WASHINGTON — Workers at U.S. airlines and railroads would have an easier time forming unions if the National Mediation Board succeeds in changing a 75-year-old rule on union organizing.

A proposed rule announced Monday would recognize a union if a majority of voting workers favor organizing. Current rules require a majority of an entire work group to vote for a union in order for it to be certified. That means a worker choosing not to vote at all is effectively casting a “no” vote.

The issue lies at the center of a dispute at Delta Air Lines Inc. Unions representing flight attendants and ground workers who worked for Northwest Airlines before it was bought by Delta want the new rules to cover elections at the combined carrier.

“The current rules embrace a veto by silent principle that is not only unfair, it is undemocratic,” said Edward Wytkind, head of the AFL-CIO’s transportation trades department. “Just because a worker does not vote doesn’t mean he or she does not want a union, it just means he or she didn’t vote.”

That’s the rationale of the board, where two of its three members say current procedures are at odds with “the basic principles of democratic elections” and the idea of employee participation in workplace matters.

But NMB chairwoman Elizabeth Dougherty wrote a feisty dissent, questioning the board’s authority to modify a rule that goes back to the time of President Franklin D. Roosevelt. She argues that the current rules reflect the goal of keeping stability in the airline and railroad industries and avoiding any interruption in commerce.

Most large airlines, including Delta, also oppose the change. The Air Transport Association further claims it is unfair to change the rule on forming unions without also making it easier for airline workers to decertify a union.

“We agree with NMB chairwoman Dougherty that the proposal is a radical departure from long-standing and consistently applied rules,” said ATA president and CEO James May.

Delta spokeswoman Gina Laughlin said the proposed rulemaking “does nothing more than track the union’s talking points.”

“It is a stunning departure from the NMB’s historical process to objectively consider comments and seek a consensus,” Laughlin said.

The board will consider public comments for 60 days before considering whether to make the rule final.

The balance of power on the board changed earlier this year when President Barack Obama named Linda Puchala — the former head of a flight attendant union — to a seat on the board.

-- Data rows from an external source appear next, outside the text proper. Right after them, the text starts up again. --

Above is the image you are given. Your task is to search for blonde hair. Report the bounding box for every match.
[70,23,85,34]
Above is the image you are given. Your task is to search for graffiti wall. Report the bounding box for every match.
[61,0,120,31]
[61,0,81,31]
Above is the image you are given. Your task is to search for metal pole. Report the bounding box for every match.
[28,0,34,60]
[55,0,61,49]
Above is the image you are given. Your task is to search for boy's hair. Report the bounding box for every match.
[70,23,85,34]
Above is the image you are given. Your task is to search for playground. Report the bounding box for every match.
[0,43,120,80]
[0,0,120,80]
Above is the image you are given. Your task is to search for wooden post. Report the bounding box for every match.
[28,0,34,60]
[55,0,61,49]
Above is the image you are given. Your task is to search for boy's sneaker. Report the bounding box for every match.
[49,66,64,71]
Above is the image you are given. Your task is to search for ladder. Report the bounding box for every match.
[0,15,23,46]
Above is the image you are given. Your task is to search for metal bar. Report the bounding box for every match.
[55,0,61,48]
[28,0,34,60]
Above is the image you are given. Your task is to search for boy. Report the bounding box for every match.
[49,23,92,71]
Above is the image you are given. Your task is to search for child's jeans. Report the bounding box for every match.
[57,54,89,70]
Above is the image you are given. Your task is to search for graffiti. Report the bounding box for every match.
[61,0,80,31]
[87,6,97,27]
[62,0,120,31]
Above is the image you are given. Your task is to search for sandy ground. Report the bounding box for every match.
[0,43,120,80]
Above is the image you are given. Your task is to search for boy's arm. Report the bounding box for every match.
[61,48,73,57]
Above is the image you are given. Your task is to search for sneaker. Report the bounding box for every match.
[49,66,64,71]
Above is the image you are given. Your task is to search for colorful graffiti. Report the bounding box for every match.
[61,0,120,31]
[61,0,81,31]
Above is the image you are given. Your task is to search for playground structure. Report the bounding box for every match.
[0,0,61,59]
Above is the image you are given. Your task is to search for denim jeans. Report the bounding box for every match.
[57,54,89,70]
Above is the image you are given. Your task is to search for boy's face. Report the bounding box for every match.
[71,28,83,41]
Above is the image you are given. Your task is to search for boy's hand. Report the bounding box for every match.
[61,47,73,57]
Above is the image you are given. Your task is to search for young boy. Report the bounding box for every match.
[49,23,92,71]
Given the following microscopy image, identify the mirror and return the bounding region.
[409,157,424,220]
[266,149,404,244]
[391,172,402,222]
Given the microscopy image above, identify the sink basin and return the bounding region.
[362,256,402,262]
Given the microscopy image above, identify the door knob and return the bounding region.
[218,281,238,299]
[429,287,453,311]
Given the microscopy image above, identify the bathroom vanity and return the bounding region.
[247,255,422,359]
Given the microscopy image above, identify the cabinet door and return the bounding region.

Union leaders say the rule change would place the airline and railroad industries under the same procedures as most other companies, which are overseen by the National Labor Relations Board.

The AFL-CIO’s Wytkind noted that nearly 100 percent of Delta flight attendants voted to unionize in 2008, but could not form a union because most other employees chose not to vote. Wytkind said future efforts to unionize workers would depend on a final rule change.